For the above question, I first calculated vapour pressure of A and B which came out to be $$\pu{50 torr}$$ and $$\pu{450 torr}$$ respectively (using $$P°_\mathrm{A} × X_\mathrm{A}$$ where $$X_\mathrm{A}$$ is mole fraction of A) and then I calculated vapour pressure for A and B in vapour phase which came out to be $$0.1$$ and $$0.9$$ respectively, so the amount remaining in the liquid phase will be $$\pu{0.9 mole}$$ for A and $$\pu{0.1 mole}$$ for B, according to which the $$P_\mathrm{S}$$ should be $$\pu{180 torr}$$, but the answer provided is $$\pu{300 torr}$$, am I missing something? (also see the image below for better understanding of my approach).

Any help is appreciated! Thanks in advance!

• Could you please type out what you have written instead of posting an image? This is because images are not searchable, and harder to read. – Shoubhik R Maiti Apr 19 at 9:19
• I'm really sorry for that, actually i am pretty bad with message formatting, and i was running out of time so i decided to add an image instead, i'll redo that with a pen and replace the image as i get time.

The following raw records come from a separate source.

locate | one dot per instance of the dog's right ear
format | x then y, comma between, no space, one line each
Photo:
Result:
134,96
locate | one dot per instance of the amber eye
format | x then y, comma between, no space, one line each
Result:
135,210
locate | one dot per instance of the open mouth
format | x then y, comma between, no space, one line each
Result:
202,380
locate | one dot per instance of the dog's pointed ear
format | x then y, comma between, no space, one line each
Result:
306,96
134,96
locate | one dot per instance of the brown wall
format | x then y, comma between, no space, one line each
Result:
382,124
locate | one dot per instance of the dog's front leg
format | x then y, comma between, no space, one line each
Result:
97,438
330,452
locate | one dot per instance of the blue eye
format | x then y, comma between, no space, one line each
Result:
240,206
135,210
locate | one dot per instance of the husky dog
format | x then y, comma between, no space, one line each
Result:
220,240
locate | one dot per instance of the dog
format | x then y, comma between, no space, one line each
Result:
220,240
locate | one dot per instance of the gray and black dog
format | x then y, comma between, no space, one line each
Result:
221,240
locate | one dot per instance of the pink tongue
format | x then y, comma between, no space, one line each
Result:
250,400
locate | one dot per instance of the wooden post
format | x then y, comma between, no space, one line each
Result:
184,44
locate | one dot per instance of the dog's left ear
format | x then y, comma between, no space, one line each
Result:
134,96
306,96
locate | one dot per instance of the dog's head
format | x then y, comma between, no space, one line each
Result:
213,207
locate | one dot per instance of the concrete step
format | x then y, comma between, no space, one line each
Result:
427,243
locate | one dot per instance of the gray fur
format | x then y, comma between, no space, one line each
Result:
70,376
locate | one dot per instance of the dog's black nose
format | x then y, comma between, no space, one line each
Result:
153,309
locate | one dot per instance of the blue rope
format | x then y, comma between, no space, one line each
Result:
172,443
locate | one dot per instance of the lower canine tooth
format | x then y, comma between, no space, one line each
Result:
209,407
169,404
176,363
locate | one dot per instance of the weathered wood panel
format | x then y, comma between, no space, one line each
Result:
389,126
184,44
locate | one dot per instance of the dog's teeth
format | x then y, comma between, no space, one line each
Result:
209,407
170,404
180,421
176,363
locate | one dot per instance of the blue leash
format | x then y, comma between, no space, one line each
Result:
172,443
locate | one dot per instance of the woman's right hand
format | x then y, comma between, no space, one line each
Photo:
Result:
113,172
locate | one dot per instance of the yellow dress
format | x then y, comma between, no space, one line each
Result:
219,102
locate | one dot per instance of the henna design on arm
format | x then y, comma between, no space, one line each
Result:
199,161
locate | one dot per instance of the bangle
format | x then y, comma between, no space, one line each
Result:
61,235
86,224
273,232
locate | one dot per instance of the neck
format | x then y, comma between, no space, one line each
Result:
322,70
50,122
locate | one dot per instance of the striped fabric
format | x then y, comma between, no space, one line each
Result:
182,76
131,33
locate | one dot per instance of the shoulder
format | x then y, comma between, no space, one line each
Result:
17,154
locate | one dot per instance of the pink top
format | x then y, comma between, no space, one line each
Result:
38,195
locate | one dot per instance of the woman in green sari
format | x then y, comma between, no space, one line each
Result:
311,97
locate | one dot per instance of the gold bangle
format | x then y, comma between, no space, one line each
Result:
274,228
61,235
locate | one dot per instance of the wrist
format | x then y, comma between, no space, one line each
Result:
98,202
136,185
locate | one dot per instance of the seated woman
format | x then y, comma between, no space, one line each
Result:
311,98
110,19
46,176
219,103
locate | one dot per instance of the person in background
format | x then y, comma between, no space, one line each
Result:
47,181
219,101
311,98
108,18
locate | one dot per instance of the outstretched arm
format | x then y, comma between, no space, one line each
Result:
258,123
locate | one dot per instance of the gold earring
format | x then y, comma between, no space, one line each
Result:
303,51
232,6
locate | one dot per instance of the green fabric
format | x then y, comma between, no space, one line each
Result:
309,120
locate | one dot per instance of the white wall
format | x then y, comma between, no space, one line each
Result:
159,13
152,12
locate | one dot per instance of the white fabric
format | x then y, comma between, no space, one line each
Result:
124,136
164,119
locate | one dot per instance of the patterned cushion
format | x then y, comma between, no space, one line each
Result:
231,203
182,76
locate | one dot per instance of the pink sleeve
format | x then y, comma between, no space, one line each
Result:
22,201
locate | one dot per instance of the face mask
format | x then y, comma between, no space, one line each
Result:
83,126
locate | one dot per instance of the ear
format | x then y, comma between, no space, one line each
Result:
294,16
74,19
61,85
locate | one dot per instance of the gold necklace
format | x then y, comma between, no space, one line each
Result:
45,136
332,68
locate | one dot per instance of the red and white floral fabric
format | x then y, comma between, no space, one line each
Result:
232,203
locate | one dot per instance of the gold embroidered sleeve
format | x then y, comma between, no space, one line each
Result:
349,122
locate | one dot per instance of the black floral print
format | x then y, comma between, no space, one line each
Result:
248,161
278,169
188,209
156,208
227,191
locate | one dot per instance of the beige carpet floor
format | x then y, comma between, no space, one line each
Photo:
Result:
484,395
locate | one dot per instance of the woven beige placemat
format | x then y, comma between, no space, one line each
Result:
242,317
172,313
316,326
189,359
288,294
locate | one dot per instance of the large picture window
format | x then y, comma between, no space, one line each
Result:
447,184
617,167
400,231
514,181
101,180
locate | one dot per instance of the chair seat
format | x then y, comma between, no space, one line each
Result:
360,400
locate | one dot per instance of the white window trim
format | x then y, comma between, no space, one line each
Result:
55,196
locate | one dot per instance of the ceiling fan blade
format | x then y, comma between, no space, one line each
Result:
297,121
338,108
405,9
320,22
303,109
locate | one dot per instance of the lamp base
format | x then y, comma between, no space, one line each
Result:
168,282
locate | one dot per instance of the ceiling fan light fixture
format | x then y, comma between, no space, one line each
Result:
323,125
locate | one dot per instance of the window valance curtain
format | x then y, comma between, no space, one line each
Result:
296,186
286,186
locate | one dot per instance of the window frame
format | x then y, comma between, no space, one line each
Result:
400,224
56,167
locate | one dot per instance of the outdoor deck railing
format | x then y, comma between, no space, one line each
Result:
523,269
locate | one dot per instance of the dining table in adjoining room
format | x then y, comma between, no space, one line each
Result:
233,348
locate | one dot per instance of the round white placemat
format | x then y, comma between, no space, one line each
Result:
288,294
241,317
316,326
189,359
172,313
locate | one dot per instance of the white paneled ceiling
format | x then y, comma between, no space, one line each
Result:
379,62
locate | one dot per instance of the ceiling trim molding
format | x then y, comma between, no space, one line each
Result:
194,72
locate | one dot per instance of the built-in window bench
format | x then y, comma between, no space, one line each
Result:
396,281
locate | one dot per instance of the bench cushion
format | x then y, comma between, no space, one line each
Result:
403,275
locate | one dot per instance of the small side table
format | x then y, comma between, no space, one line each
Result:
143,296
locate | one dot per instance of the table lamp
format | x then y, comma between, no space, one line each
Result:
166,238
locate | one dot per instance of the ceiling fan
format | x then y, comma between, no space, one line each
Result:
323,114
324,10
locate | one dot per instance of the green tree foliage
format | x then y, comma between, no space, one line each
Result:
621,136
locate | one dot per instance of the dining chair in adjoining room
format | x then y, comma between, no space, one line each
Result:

Thanks for pointing out. – kanishk6103 Apr 19 at 16:04
• Images are discouraged. Please use mathjax/mhchem, see Notation basics and How can I format math/chemistry expressions on Chemistry SE. See also Math SE MathJax tutorial. – Buck Thorn Apr 20 at 6:55

The starting point to solve the problem is Raoult's law. For each component we can write that the vapour pressure (related by Dalton's law to the total pressure) is equal to the product of the mole fraction in the solution and the vapour pressure of the pure component:

$$y_iP_S = \chi _i P^{\circ} _i$$

You can exploit the fact that the molar amounts in the problem are particularly tidy:

\begin{align} n_{1l} + n_{1g} &=1 \\ n_{2l} + n_{2g} &=1 \\ n_{1g} + n_{2g} &=1 \end{align}

So that for the first component: \begin{align} y_1 &= n_{1g} \\ \chi _1 &= n_{1l} \\ \rightarrow n_{1g}P_S &= n_{1l}P^{\circ}_1 \\ \rightarrow n_{1g}P_S &= (1-n_{1g})P^{\circ}_1 \\ \rightarrow P_S &= \frac{(1-n_{1g})P^{\circ}_1}{n_{1g}} = \frac{n_{2g}P^{\circ}_1}{(1-n_{2g})} \tag{1}\label{eq:firstcomponent} \end{align}

For the second component we can similarly write \begin{align} y_2 &= n_{2g} \\ \chi_2 &= n_{2l} \\ \rightarrow n_{2g}P_S &= n_{2l}P^{\circ}_2 \\ \rightarrow n_{2g}P_S &=(1-n_{2g})P^{\circ}_2 \\ \rightarrow P_S &=\frac{(1-n_{2g})P^{\circ}_2}{n_{2g}} \tag{2}\label{eq:secondcomponent} \end{align}

Equating the expressions for $$P_S$$ in \eqref{eq:firstcomponent} and \eqref{eq:secondcomponent} and rearranging terms we can write a quadratic equation in $$n_{2g}$$ whose solution can be inserted back into the expression for $$P_S$$.